My last article about Jon Gruden’s return to the NFL and his remarks towards statistics got me thinking about how hard it must be to be an NFL scout. Every year more and more college teams are going to the spread option offense.
NFL franchises will never be able to fully implement the spread. There’s no need to go into great detail as the answer is simple: there’s no way in hell an NFL franchise is going to invest 100 million dollars in a quarterback and then let him run 100 times (unless he’s bigger than most linebackers like Cam Newton).
So, where does that leave scouts and GMs? It leaves them with the unenviable task of breaking down the offense and finding transferable skills that can be honed in the NFL. This is particularly important with quarterbacks as the speed of the defense catches up with the speed of the offense.
Last year’s #1 pick was Myles Garrett. Myles Garret is 6’4″, weighs 272 pounds, and can run the 40 in 4.64 seconds. There’s no way to consistently get away with jet sweeps and QB options when defensive linemen are that fast.
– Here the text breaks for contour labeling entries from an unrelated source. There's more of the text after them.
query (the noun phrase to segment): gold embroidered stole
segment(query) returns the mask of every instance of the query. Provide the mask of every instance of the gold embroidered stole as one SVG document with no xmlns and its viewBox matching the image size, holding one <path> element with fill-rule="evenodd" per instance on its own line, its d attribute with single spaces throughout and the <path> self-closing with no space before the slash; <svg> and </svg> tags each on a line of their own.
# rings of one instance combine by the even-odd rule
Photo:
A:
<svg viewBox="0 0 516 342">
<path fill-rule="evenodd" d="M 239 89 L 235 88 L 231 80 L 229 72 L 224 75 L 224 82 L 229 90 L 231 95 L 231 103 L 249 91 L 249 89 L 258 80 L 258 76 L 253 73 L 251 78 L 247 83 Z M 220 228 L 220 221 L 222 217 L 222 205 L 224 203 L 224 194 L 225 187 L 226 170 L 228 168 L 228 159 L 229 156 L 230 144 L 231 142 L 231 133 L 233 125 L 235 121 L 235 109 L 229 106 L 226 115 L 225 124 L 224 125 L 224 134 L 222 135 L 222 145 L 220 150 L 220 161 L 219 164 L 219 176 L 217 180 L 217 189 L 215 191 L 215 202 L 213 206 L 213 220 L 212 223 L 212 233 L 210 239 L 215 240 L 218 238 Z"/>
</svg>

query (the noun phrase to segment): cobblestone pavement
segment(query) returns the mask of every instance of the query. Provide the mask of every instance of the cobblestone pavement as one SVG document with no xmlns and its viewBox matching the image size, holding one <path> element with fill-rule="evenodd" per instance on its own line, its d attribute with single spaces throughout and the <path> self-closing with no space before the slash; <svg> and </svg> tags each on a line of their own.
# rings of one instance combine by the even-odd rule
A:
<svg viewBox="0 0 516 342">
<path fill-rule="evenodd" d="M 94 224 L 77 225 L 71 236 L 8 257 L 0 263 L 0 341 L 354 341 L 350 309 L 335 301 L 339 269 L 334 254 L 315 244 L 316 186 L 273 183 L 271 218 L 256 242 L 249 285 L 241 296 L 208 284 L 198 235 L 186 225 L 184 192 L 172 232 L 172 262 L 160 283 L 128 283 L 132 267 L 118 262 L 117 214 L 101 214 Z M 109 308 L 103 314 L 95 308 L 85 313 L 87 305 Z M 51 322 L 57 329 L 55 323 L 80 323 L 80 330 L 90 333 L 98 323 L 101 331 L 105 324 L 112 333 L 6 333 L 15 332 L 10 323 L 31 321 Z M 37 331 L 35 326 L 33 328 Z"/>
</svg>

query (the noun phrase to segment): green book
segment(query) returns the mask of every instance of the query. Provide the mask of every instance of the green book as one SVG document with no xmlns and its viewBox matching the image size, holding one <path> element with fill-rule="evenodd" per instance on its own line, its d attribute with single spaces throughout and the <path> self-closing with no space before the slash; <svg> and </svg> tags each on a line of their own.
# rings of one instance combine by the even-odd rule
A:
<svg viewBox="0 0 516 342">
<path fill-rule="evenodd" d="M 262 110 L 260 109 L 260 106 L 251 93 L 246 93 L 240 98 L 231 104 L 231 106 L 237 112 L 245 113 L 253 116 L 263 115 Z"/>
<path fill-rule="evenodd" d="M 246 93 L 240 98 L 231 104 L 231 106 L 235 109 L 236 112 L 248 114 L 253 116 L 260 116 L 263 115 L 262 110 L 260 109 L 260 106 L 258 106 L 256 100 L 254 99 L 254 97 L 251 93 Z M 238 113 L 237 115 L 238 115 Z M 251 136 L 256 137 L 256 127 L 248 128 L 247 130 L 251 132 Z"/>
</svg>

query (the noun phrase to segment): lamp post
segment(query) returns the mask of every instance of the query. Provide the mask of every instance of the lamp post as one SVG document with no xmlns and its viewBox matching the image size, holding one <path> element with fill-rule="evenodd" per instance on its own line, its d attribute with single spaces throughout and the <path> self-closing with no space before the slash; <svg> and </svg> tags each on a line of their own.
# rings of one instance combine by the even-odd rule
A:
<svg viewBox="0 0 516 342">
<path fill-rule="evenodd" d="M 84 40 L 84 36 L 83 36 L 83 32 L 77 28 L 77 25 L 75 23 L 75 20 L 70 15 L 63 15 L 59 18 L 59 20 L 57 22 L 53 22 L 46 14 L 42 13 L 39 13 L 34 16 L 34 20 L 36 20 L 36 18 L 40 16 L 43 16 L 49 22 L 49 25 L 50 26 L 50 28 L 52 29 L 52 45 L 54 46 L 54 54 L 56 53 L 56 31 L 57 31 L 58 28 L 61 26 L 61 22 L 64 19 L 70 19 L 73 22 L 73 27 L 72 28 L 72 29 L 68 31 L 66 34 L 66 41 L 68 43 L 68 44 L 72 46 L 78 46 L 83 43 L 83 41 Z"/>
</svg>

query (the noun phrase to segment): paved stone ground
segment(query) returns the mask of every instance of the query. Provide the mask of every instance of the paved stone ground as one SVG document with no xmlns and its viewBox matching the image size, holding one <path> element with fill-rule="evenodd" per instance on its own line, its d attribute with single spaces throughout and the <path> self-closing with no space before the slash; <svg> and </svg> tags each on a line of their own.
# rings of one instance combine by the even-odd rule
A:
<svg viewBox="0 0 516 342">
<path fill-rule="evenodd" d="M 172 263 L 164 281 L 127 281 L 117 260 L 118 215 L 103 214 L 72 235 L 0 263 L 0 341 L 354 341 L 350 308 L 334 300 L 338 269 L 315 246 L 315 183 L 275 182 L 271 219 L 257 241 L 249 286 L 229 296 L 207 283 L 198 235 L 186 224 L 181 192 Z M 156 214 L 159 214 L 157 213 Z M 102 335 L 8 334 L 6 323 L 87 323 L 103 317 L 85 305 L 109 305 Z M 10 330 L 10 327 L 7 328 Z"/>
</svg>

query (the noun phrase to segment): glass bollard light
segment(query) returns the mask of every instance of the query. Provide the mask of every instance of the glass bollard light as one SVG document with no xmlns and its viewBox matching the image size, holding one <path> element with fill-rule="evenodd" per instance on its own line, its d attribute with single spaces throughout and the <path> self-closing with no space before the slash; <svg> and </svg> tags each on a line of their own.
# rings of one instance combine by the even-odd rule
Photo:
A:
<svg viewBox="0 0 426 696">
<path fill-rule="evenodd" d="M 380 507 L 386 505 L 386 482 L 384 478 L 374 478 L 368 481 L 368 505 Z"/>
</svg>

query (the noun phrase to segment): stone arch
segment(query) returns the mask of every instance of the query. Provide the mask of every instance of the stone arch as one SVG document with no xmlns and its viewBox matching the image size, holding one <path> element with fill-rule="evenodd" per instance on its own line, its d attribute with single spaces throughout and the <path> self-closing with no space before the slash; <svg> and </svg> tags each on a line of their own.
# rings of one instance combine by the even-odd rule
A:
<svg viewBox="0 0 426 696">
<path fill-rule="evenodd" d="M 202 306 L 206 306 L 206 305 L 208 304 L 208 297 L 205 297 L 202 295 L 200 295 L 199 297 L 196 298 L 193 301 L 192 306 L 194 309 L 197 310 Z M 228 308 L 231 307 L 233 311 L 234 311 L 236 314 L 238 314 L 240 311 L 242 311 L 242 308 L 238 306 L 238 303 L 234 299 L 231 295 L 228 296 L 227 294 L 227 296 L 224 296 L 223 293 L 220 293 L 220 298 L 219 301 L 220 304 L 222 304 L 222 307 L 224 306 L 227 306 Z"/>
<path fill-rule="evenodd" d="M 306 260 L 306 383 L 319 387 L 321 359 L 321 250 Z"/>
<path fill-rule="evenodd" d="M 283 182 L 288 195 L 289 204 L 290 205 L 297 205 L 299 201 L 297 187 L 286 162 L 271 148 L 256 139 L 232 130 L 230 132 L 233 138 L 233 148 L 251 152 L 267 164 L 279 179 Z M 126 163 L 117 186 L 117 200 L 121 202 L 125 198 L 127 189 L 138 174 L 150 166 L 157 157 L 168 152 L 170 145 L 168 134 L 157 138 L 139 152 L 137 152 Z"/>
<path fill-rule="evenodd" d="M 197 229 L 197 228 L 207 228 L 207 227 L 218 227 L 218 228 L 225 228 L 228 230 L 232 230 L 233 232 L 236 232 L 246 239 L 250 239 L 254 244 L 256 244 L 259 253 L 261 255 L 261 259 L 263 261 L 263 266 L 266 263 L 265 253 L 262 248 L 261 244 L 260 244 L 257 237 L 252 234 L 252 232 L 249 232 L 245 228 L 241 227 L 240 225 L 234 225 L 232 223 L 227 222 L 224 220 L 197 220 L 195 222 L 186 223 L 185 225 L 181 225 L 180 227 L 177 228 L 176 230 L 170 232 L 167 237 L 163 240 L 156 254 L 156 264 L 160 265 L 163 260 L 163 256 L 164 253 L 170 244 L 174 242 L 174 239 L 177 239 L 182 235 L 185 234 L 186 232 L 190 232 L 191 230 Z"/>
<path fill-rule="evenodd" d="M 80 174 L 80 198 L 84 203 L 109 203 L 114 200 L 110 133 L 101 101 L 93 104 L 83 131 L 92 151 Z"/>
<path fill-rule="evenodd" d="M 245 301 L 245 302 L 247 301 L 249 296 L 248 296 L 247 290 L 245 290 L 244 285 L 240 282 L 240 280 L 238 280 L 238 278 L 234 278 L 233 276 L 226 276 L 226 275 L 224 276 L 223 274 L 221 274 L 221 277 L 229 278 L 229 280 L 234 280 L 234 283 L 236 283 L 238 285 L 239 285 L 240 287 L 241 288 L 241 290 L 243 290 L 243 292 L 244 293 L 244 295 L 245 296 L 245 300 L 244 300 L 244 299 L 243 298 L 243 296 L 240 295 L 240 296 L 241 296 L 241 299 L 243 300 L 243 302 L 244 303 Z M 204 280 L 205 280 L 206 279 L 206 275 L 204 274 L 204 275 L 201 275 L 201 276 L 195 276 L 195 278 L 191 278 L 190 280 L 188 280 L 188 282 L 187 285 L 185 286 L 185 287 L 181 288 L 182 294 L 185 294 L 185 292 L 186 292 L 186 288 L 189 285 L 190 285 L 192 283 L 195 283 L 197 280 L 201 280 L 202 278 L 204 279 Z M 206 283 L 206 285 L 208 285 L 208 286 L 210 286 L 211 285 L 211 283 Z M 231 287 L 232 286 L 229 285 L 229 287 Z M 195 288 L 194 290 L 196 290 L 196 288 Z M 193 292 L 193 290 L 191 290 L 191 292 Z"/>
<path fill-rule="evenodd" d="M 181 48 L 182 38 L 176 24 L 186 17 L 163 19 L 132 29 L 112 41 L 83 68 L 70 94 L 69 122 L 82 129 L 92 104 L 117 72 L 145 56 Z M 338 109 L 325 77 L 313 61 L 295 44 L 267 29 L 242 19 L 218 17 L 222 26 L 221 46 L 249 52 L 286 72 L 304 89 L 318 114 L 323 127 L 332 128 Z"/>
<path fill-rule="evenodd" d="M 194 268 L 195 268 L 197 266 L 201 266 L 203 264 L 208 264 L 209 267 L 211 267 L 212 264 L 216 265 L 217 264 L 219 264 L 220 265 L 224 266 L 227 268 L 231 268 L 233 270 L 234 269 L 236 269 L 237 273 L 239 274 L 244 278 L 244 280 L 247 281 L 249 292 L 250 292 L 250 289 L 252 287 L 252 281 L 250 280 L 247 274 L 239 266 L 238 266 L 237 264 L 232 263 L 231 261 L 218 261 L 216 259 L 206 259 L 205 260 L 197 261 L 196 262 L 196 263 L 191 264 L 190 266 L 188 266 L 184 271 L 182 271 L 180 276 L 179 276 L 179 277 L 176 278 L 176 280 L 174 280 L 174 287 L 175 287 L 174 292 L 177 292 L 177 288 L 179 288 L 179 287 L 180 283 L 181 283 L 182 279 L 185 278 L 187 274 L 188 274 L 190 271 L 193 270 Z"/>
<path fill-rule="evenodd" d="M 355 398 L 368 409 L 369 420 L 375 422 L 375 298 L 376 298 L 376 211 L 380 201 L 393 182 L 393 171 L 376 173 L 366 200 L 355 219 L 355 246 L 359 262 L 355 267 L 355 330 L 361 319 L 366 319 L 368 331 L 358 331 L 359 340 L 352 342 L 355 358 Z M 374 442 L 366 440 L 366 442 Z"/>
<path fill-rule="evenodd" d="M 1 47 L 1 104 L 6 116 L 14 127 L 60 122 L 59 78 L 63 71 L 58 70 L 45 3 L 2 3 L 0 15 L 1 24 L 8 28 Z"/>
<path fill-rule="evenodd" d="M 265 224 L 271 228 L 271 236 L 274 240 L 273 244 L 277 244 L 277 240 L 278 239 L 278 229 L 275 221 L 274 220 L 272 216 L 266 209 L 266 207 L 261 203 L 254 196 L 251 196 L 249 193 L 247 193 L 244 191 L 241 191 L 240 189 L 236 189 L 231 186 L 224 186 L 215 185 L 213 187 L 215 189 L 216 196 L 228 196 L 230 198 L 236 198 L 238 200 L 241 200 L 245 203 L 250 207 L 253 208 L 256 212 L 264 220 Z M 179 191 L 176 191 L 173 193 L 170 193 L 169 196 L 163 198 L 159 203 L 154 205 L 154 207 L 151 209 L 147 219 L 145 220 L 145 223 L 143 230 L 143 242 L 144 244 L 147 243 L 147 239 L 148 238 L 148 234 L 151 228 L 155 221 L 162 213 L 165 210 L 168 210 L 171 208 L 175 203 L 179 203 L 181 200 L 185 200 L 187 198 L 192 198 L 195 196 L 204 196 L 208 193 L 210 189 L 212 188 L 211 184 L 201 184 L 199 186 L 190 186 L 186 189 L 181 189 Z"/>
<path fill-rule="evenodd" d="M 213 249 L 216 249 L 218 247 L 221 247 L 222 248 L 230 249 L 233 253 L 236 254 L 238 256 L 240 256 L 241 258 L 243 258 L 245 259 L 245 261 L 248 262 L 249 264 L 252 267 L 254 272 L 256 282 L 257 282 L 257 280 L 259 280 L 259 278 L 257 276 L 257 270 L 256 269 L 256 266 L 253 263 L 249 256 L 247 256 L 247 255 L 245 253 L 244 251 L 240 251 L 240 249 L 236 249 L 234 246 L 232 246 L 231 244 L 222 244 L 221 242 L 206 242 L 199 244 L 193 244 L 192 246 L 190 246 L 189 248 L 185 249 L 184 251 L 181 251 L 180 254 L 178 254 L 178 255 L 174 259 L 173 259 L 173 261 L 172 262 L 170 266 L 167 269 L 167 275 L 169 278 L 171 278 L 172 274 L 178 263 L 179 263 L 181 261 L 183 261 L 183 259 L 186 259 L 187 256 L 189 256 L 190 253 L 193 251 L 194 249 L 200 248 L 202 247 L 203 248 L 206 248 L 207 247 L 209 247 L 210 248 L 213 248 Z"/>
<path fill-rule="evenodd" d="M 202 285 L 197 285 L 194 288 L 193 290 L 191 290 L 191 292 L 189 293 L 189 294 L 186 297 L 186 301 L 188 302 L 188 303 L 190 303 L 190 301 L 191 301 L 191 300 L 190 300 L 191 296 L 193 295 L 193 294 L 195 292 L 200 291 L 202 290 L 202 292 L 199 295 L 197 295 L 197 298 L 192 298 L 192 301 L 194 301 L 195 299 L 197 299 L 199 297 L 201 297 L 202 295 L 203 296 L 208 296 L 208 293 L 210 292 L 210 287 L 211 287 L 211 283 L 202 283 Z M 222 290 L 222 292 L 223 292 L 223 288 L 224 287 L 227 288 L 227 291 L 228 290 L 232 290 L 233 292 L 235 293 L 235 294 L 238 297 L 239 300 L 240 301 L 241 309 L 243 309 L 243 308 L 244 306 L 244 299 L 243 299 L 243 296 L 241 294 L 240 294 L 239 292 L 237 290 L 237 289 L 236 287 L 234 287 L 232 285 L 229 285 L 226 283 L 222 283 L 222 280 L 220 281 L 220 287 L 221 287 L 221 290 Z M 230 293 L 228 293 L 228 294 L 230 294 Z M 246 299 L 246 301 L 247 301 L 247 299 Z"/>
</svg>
This makes the passing game that much more critical.
Let’s take a quick look at the objectives of the spread offense and the West Coast offense (as it is the most complicated pro system), then use Baker Mayfield to identify some transferable skills.
The Spread Offense
The spread offense stretches the defense laterally to create space. It relies on speed to keep a defense from keying in on one player or one area of the field. Defenses must be careful moving their safeties around as they must be able to keep off tackle runs contained to 5 yards or less. The spread offense is fueled by using the run to get play-makers the ball in space.
So many teams have moved in this direction to counteract the high turnover in the college game and the residual lack of continuity. Each position must be plug and play. That severely limits the variety of plays that can be run. Teams must rely on plays like the Run Pass Option above because they can be run multiple times every game (sometimes exclusively). This gives teams the flexibility to avoid huddling up between plays.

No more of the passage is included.